Princeton recorded 87 bout wins during the two days of women's competition, one better than Penn State. If the women's programs had their own NCAA championship, the Tigers would be celebrating their third straight title.

But the championship, one that Princeton won last year with a partially different cast, is co-ed, and now the focus shifts to the men's team for the next two days.

Balanced field set to go for national titles
The Tigers are one of six teams who qualified the full six fencers on the men's side, and three of them are right behind Princeton. In third place behind Princeton's 87 and Penn State's 86 is Ohio State with 81 victories in the women's competition and Harvard in fourth place with 78. Each of the top four teams will have the full complement of six fencers in the men's competition.

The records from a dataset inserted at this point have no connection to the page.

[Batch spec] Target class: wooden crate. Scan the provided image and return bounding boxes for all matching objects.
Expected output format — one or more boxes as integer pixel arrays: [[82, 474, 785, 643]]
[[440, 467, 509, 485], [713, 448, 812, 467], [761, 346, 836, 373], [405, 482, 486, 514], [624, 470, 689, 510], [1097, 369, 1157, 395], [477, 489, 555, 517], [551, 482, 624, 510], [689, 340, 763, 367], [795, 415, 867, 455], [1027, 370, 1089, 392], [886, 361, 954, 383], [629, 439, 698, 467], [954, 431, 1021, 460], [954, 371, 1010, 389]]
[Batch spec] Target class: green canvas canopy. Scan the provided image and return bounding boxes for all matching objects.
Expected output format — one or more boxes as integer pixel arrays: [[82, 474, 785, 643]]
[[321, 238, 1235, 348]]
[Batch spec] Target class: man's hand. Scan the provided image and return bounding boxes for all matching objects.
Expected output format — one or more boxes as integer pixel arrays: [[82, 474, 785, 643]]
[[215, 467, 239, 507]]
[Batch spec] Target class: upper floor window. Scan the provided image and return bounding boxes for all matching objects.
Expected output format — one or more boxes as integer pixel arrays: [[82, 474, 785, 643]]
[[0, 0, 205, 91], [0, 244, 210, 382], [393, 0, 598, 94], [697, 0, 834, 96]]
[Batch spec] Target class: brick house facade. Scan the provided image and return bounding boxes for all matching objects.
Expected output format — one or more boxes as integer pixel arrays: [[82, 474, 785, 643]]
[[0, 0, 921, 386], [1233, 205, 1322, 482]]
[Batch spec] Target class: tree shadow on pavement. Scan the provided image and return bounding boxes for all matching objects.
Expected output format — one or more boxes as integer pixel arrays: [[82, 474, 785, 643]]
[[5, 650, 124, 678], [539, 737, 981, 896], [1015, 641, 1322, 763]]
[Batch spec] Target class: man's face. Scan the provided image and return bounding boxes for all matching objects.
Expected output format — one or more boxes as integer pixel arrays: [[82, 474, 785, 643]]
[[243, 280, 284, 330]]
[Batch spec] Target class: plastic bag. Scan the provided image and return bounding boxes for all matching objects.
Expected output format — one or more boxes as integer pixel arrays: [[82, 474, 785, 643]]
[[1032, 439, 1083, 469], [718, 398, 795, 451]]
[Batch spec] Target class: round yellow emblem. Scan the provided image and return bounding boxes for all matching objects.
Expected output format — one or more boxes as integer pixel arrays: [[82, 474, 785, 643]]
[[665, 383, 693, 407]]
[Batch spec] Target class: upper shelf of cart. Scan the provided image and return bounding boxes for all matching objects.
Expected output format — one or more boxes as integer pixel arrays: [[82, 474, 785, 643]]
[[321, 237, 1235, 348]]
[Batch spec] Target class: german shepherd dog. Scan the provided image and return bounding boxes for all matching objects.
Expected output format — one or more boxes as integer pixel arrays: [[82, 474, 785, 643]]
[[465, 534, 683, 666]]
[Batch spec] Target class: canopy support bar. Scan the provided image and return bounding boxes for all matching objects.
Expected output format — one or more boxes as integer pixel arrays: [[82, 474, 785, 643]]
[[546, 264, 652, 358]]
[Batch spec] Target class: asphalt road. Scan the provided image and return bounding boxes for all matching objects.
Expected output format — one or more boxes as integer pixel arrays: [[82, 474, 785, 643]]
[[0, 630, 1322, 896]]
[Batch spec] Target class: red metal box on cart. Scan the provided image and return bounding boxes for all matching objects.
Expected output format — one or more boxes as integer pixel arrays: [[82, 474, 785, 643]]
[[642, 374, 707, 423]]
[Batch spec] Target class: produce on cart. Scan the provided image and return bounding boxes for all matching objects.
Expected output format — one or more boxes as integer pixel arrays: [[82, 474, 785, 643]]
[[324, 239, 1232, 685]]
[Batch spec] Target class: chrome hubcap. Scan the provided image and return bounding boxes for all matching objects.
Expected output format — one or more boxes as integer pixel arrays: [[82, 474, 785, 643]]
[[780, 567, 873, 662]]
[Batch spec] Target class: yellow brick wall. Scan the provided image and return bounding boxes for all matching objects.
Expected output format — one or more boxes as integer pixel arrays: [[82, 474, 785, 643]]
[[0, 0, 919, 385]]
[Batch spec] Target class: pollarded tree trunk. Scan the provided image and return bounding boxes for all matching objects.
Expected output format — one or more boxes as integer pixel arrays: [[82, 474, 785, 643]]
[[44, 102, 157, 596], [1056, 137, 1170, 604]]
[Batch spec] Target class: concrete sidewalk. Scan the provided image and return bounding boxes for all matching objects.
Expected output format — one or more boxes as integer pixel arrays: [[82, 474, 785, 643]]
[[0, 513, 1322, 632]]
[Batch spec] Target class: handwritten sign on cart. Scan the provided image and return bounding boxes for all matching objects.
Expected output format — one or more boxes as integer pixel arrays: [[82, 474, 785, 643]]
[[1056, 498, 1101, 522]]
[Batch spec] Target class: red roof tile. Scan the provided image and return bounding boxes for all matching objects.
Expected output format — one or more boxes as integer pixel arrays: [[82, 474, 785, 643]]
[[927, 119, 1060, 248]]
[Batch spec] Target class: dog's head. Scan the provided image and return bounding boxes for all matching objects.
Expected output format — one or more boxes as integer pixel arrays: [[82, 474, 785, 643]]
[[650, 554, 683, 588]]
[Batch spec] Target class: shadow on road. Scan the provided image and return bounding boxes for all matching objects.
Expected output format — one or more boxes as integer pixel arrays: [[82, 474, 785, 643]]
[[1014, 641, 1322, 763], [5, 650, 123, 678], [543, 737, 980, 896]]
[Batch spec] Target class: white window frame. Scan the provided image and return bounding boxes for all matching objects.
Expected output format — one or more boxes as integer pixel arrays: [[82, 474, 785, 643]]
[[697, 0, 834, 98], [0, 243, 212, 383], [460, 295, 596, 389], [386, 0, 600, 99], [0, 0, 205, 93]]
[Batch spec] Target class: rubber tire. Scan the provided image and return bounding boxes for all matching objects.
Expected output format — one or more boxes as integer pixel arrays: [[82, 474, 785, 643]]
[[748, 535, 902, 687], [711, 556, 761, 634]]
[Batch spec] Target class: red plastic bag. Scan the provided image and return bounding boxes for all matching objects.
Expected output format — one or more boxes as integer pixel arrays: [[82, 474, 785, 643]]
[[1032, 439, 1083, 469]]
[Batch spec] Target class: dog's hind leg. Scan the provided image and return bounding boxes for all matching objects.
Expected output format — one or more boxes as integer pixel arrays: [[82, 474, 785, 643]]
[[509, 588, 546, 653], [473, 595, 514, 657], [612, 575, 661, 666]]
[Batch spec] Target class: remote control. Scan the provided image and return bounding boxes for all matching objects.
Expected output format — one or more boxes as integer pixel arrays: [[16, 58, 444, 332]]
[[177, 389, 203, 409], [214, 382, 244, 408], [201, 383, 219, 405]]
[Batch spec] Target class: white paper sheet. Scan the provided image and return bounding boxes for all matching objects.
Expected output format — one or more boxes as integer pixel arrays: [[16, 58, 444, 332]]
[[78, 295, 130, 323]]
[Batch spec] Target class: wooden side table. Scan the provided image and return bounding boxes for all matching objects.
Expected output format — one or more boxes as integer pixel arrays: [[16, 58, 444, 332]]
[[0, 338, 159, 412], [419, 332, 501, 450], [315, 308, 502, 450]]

Friday's wrap-up of the women's competition provided a maximum six All-America finishes for the Princeton women for the second straight year. Senior Diamond Wheeler placed 10th in saber, while juniors Ambika Singh and Sharon Gao placed ninth and 11th respectively in foil, and junior Katharine Holmes took seventh in epee.

Princeton advanced two competitors to the individual title competition, but both were defeated in the semifinals. Senior Susannah Scanlan was up first against Stanford's Francesca Bassa for the epee title but fell behind 5-1 and 7-3 before going on a 6-2 run to take a 9-8 lead. The compeititon was never more than a point apart the rest of the way, but Bassa scored the final touch after a 14-14 tie and advanced 15-14.

Sophomore Gracie Stone followed a similar path in the saber semifinal, falling behind 10-2 before getting seven of the next eight touches to pull within 11-9. Her competitor, Adrienne Jarocki of Harvard, let Stone get no closer, winning 15-10.

Saturday's competition will start at 9:30 a.m. with men's foil, followed by epee beginning at 11:30 a.m. and saber at 2 p.m. for the first three of five rounds. The competition will wrap Sunday with the final two rounds of the round-robin portion followed by the individual title bouts.